Created: — modified: — tags: life cfengine

Soon after change of owner in Opera, just another round of layoffs rolled through the company, this time affecting also me.

So I went for a job hunt. Sent CVs to old friends, got replies from several companies, and started employment process. It was quite interesting to see how differently it happened in different companies - last time I was applying three times to the same company, this time - to several different companies an once. Most of them were quite slow to respond - usually it took almost a week to get an answer, even a negative one.

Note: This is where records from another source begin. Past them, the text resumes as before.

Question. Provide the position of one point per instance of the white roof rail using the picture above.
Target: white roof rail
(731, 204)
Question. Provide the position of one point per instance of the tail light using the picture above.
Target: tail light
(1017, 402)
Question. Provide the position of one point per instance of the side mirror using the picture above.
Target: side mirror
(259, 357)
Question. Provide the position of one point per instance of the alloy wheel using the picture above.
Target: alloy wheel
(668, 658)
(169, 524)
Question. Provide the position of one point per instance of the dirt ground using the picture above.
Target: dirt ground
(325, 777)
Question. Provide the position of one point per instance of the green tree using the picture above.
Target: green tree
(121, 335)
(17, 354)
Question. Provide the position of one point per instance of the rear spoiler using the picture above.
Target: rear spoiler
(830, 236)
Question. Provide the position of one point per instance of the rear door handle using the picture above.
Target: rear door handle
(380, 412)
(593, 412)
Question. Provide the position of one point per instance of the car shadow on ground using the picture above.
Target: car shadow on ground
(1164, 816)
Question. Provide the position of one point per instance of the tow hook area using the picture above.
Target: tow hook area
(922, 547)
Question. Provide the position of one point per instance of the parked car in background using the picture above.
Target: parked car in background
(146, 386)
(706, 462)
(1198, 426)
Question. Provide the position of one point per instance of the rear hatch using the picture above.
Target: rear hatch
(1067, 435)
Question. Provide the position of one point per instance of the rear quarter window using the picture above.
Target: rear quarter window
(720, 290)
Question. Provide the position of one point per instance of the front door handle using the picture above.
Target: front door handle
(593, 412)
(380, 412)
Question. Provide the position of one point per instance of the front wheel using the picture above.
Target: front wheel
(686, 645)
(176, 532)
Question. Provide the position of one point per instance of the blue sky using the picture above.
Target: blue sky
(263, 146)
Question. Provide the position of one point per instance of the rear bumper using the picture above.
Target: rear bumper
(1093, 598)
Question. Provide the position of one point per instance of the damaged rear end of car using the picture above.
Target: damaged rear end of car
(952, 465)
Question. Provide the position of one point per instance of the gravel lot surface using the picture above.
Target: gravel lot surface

Only one stood different. Just a bit over one week passed from the day when I was contacted by one of my friends working there to the day when I received an offer. Such impressive speed tells not only that they make decisions fast and you'll never get into a situation when someone's decision blocks your work, but also that everyone in the company up to CEO are easy reachable, and they can find and jump into new product areas quite fast.

For example, their primary product - CFEngine - is a tool to manage hundreds of big servers. And now they're working on a new product - Mender - a tool for distributing autoupdates to thousands of small (Raspberry PI-sized) devices. That's quite different, especially technologically. They haven't released it yet, but they already have some clients, who are literally waiting in line to get it.

And that's where I fit in. Especially with my passion for quiet devices when I'm ok to sacrifice some performance in favour of usage comfort, and my recently acquired skills of shell scripting.


Now a bit about the hiring process. Since my friend recommended me here, it could've been shortened compared to normal one.

I had three interviews, but the last one wasn't really an interview - we just discussed details of contract like start date and how long the offer is valid. First interview was HR-ish with CEO, where he explained me how the company works and tried to understand if I would fit in. I tried to convince him that I will. Successfully.

Second interview was technical and thus much more interesting - here I was doing a white-board programming (although the actual color of the board was red), for the first time in my life! I won't write exact questions here so we could use them again ;) but I must admit it was very interesting to answer them. Although answers to some of the questions I had to guess, and to some of them I just didn't know.

Also guys who were making interviews looked at my website and found some old script of mine, and asked me to explain what it does. Turns out, it's quite hard to understand the code I didn't touch in two years! Probably I should write more comments :) They didn't ask me a lot of questions regarding my code - dunno if it's good or not (either everything was clear or they couldn't understand anything). Probably good, since soon after it I got the offer, and will gladly start working here.